The members of the Eli Young Band had a lot of questions when Couri approached them with his idea. But they really missed touring, so they agreed to be the “guinea pigs” for the first show with sets at 5 p.m. and 9 p.m. (Whiskey Myers, Pat Green, and Josh Abbott Band and Kevin Fowler performed the following nights.) While it took some getting used to, they thoroughly enjoyed the experience.
“Playing to an audience that you can’t see is definitely a little odd,” drummer Chris Thompson said. “We’re used to being out there … and feeling the energy from the crowd. It’s really different when you get applause, but also horns honked and lights shined at you.”
“I’ve never been more grateful to be honked at,” guitarist Jon Jones added.
Once they acclimated to the beeping (people were hesitant at first, then doing so like crazy at the end of each song) and the sight of all the windshields, it even started to feel like a regular concert.
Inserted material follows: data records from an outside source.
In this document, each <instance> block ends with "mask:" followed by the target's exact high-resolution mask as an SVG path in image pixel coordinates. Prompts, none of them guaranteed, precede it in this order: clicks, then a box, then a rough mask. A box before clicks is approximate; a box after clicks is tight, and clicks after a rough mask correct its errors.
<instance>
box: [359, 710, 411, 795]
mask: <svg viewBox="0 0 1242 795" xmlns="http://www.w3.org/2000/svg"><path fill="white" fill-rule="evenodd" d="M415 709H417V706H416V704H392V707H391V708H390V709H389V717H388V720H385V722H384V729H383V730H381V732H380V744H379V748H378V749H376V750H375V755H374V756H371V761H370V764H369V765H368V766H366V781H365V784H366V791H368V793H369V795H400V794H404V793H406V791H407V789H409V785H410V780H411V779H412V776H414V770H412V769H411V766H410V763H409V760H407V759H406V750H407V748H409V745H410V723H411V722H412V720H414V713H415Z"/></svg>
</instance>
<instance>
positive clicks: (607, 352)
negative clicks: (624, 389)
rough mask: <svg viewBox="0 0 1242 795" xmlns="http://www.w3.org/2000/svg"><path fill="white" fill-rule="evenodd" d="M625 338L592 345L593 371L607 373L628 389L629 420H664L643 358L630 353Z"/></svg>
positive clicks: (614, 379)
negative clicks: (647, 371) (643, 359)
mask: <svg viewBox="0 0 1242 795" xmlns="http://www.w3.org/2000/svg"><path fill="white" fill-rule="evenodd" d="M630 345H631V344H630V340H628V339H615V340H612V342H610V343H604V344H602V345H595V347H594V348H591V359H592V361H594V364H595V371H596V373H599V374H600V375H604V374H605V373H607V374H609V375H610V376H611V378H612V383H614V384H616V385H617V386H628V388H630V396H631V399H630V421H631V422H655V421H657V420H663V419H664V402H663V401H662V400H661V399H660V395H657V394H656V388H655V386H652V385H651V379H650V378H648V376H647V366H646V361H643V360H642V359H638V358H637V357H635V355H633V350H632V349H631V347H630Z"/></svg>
At one point, fans played beer pong next to their car.
“It’s so surreal playing in front of cars instead of people, but 2020 is a surreal kind of year,” Thompson said. “Honestly, we’re just thrilled to be onstage together again.”
After the first eight shows were over, Couri and his staff combed the artists’ social media pages — and couldn’t find a negative comment about the concerts themselves, he said. They had a few logistical bumps: The first show, which started a half-hour late, had fewer cars than expected, likely the result of resellers gobbling up tickets and trying to sell them at a higher price. But that allowed employees to reshuffle the parking lot, staggering the cars while moving some closer to the stage.
Overall, he said, now that he and the rest of the organizers know this is a feasible way to hold a concert, they want to improve the process and help other locations around the country stage similar events. “We had no technical issues, and more importantly, no safety issues,” he said. And it was gratifying to see people just enjoy a show during a difficult time.
“I think that’s one of the big benefits we were going for — to break up the routine and take a step toward normal life,” Couri said. “Not all the way, but one step forward.”